Currently, I've got this dinky lil 25 watt for my 20L tank, the hood and light having come from my LFS. I've got mostly low light plants:
Echinodorus tenellus
Lobelia cardinalis
Anachris
Wisteria (halfway dead unfortunately)
a Java fern
and an Amazon sword
with Java moss and duckweek arriving soon hopefully.

How much wpg should i be putting in this tank? Anyone have recommendations what brand of system to get/where to order it from?


----------



## Sir_BlackhOle (Jan 25, 2004)

I always use 2 watts per gallon minimum. You could get an AHSupply.com retrofit kit for your existing hood. I am very pleased with AHSupply's products.


----------



## trenac (Jul 16, 2004)

On my 20G long tank I have a JBJ 1x65 watt fixture, which I got from PetSolutions. Coralife now has 30" fixtures, which I perfer over JBJ.


----------



## Paul Higashikawa (Mar 18, 2004)

I love my Coralife 30" 1X65W 6500K :lol: I am running it currently over a newly set up 20-gal long, which has the same depth as a standard 10-gal; just longer.

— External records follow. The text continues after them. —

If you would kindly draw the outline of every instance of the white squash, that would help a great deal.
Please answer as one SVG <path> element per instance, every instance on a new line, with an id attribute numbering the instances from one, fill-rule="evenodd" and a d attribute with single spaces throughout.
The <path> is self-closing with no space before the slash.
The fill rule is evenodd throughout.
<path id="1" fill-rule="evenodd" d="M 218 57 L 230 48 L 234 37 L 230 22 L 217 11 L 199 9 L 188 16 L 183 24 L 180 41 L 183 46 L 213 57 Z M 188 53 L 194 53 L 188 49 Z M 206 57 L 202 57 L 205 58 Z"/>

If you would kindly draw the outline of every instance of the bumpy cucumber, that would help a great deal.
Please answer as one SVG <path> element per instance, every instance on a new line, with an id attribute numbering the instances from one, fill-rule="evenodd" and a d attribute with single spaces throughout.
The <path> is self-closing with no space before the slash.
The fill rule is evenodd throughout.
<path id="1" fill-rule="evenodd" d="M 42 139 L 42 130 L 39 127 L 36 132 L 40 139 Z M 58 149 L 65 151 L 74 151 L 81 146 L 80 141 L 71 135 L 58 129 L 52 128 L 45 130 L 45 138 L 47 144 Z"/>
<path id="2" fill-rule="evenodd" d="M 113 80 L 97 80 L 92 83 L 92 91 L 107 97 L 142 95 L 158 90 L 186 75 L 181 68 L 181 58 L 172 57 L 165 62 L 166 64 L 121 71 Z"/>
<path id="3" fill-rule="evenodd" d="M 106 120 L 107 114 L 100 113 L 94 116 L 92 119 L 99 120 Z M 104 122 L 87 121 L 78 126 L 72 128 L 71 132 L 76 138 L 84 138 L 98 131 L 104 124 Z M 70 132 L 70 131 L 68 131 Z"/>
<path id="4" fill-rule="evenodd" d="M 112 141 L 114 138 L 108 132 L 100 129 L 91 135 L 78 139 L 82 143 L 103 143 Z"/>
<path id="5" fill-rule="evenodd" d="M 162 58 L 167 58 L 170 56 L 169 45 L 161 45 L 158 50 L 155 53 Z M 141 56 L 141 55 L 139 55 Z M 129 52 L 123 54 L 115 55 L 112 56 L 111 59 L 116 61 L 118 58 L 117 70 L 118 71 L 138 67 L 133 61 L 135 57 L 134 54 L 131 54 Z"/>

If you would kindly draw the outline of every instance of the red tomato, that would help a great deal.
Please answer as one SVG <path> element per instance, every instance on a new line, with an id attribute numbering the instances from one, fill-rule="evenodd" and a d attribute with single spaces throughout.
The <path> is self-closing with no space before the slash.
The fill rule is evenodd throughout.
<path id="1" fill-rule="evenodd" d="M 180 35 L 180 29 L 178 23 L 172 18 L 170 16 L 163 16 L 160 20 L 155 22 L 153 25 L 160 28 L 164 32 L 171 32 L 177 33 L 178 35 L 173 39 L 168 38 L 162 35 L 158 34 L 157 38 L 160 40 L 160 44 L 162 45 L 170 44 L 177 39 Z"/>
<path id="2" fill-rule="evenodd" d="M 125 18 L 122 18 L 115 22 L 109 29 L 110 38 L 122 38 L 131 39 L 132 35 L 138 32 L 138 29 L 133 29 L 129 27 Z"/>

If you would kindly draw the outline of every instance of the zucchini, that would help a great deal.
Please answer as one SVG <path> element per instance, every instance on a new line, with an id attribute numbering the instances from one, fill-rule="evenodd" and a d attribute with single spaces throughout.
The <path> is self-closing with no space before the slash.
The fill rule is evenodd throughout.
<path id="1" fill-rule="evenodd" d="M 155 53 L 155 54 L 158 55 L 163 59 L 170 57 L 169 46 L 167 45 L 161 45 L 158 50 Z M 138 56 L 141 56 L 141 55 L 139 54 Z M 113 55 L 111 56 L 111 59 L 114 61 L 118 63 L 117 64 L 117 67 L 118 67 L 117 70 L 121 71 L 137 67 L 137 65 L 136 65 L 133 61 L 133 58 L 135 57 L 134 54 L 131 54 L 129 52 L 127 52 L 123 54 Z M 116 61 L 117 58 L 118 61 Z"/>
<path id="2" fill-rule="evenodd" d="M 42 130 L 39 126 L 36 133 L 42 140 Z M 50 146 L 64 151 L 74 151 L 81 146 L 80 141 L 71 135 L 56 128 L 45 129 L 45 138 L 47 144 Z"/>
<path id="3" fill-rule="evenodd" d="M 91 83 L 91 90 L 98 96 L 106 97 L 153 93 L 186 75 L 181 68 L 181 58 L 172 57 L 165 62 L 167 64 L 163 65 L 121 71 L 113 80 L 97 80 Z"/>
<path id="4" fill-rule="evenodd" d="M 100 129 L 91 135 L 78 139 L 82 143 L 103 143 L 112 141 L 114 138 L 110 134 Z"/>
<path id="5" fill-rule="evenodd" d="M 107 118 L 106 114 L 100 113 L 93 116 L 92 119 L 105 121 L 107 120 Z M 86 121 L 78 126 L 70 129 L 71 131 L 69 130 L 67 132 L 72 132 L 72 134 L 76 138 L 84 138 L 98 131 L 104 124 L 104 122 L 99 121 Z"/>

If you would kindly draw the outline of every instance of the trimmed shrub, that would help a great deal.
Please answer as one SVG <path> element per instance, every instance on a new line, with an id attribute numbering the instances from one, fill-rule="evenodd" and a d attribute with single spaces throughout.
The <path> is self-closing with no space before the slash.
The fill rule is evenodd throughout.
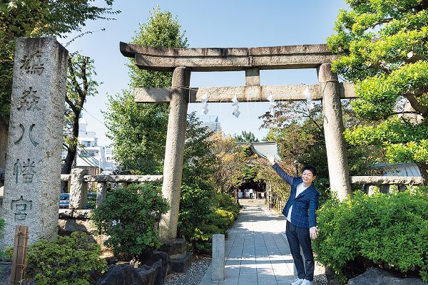
<path id="1" fill-rule="evenodd" d="M 428 199 L 420 191 L 360 191 L 318 210 L 317 259 L 343 279 L 371 266 L 418 271 L 428 281 Z"/>
<path id="2" fill-rule="evenodd" d="M 29 247 L 26 278 L 42 285 L 93 284 L 96 280 L 89 272 L 107 269 L 100 254 L 99 245 L 83 232 L 58 237 L 54 242 L 41 239 Z"/>
<path id="3" fill-rule="evenodd" d="M 159 187 L 136 184 L 112 190 L 93 219 L 100 232 L 109 236 L 106 246 L 121 258 L 138 259 L 160 245 L 156 227 L 168 208 Z"/>
<path id="4" fill-rule="evenodd" d="M 226 234 L 239 213 L 239 206 L 228 195 L 217 195 L 213 190 L 181 187 L 178 234 L 192 249 L 209 254 L 213 234 Z"/>

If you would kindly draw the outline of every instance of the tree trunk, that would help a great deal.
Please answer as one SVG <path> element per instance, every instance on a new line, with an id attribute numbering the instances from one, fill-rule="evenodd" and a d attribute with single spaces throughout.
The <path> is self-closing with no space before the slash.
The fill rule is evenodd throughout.
<path id="1" fill-rule="evenodd" d="M 78 137 L 78 114 L 75 114 L 73 118 L 73 131 L 71 132 L 71 138 L 70 138 L 70 145 L 67 147 L 67 156 L 64 161 L 64 166 L 61 172 L 61 174 L 70 174 L 73 162 L 76 159 L 76 153 L 77 152 L 77 138 Z"/>

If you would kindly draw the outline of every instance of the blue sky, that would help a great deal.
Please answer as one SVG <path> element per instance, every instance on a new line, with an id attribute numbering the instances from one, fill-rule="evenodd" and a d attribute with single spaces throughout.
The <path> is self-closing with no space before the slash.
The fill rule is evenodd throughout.
<path id="1" fill-rule="evenodd" d="M 98 4 L 101 0 L 96 1 Z M 161 11 L 169 11 L 177 16 L 182 31 L 185 31 L 189 47 L 256 47 L 296 44 L 325 43 L 333 33 L 333 26 L 340 8 L 346 8 L 340 0 L 116 0 L 113 9 L 121 11 L 116 21 L 88 21 L 83 31 L 98 31 L 78 38 L 67 49 L 89 56 L 95 61 L 96 79 L 102 82 L 99 94 L 91 97 L 85 104 L 88 130 L 96 132 L 98 143 L 108 145 L 101 110 L 107 108 L 107 94 L 115 95 L 128 88 L 128 59 L 119 51 L 119 42 L 129 42 L 146 23 L 149 12 L 157 5 Z M 58 38 L 65 44 L 69 39 Z M 261 71 L 261 85 L 315 84 L 316 71 Z M 245 73 L 192 73 L 190 86 L 239 86 L 245 85 Z M 232 98 L 232 96 L 230 98 Z M 258 117 L 268 111 L 267 103 L 239 104 L 238 118 L 232 115 L 230 103 L 210 103 L 208 115 L 219 115 L 226 134 L 251 131 L 263 139 L 267 130 L 260 130 Z M 199 111 L 200 103 L 189 104 L 188 112 Z"/>

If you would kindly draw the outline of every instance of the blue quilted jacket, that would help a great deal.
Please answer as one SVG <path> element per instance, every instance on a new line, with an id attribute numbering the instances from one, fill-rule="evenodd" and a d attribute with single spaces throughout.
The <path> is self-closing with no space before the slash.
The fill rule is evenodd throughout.
<path id="1" fill-rule="evenodd" d="M 318 209 L 320 192 L 317 191 L 314 185 L 311 184 L 296 197 L 297 185 L 303 182 L 302 177 L 290 175 L 276 163 L 272 167 L 278 175 L 291 186 L 291 193 L 282 209 L 282 214 L 287 216 L 288 209 L 292 205 L 291 212 L 291 223 L 292 224 L 307 229 L 315 227 L 317 225 L 315 210 Z"/>

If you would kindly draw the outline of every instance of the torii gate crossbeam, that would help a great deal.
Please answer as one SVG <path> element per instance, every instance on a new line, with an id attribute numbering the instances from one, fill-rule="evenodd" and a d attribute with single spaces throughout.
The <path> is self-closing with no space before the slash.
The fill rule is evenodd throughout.
<path id="1" fill-rule="evenodd" d="M 330 187 L 340 199 L 350 193 L 340 98 L 355 98 L 353 86 L 340 83 L 337 76 L 331 71 L 331 63 L 338 55 L 330 51 L 327 45 L 163 48 L 121 43 L 120 48 L 123 56 L 135 58 L 141 69 L 173 71 L 171 88 L 136 88 L 135 94 L 138 103 L 170 104 L 162 192 L 171 209 L 161 219 L 161 239 L 176 238 L 189 102 L 200 102 L 205 92 L 209 93 L 209 102 L 229 102 L 230 97 L 223 97 L 224 94 L 236 94 L 242 101 L 266 101 L 270 94 L 275 100 L 305 100 L 301 94 L 306 86 L 260 86 L 260 70 L 317 68 L 320 84 L 308 87 L 312 100 L 322 100 Z M 245 86 L 189 89 L 191 71 L 245 71 Z"/>

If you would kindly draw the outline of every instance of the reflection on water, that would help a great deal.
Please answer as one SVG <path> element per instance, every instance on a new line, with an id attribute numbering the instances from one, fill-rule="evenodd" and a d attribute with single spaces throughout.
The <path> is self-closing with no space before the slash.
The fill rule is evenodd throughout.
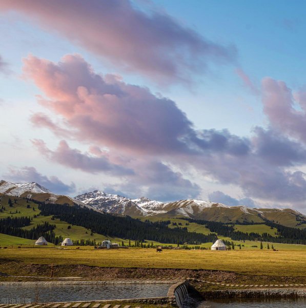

It fits ok; the bulb is positioned to shine the middle-center, leaving each side about 2-3" with less light. Still works really nicely, though.


----------



## gpodio (Feb 4, 2004)

2-4WPG for a 20g tank is quite good however know that it will require CO2 or excel at these light levels. Thought I'd mention that just in case you are not currently using CO2, the upgrade will certainly change the requirements of this tank so prepare for those as well.

Hope that helps
Giancarlo


----------



## thaerin (Dec 12, 2004)

currently, i dose the tank with Tetra Florapride and just recently added flourite to my substrate. Figuring on a 55 watt fixture. That'll be enough for the plants to grow well, but not strong enough to really irritate my frogs, who don't particularly like strong lighting. 
Also looking at the Hagen co2 system (http://www.hagen.com/usa/aquatic/product.cfm?CAT=1&SUBCAT=118&PROD_ID=01076900020101 for co2. Sort of a compromise between DIY and a pressurized system. It'll give me a hopefully consistent co2, with a fair amount of ease. 
Can't really get a pressurized co2 system as my parents would balk at that idea.


----------



## gpodio (Feb 4, 2004)

Just a personal opinion here but the Hagen CO2 system is not really a comprimize between DIY and Pressurized, I see it as DIY without having to drink the coke out of a bottle  The two are just as consistent in my experience. Flourish Excel is another option.

Hope that helps
Giancarlo Podio


----------



## Paul Higashikawa (Mar 18, 2004)

Very good point in mentioning the need to add CO2 with higher lighting. I am also running a 65W on a 20-gal long and this is the first week. I am lighting it for just 8 hours. It's a nice experiment to see if that will indeed minimize algal outbreak because in the past I've always had some sort of algae problems with tanks that I light up for 10-12 hours even in their initial set up.



Paul


----------



## thaerin (Dec 12, 2004)

I'd actually be sort of happy with having some algae! I've never gotten any at all so far, and am worried that my poor bristlenose pleco isn't getting enough for him. I supplement his diet with Hikari sinking wafers and the occasional zuccini though.
My platies and 2 banjo cats eat most of the algae before Spike (the pleco) can get to it


----------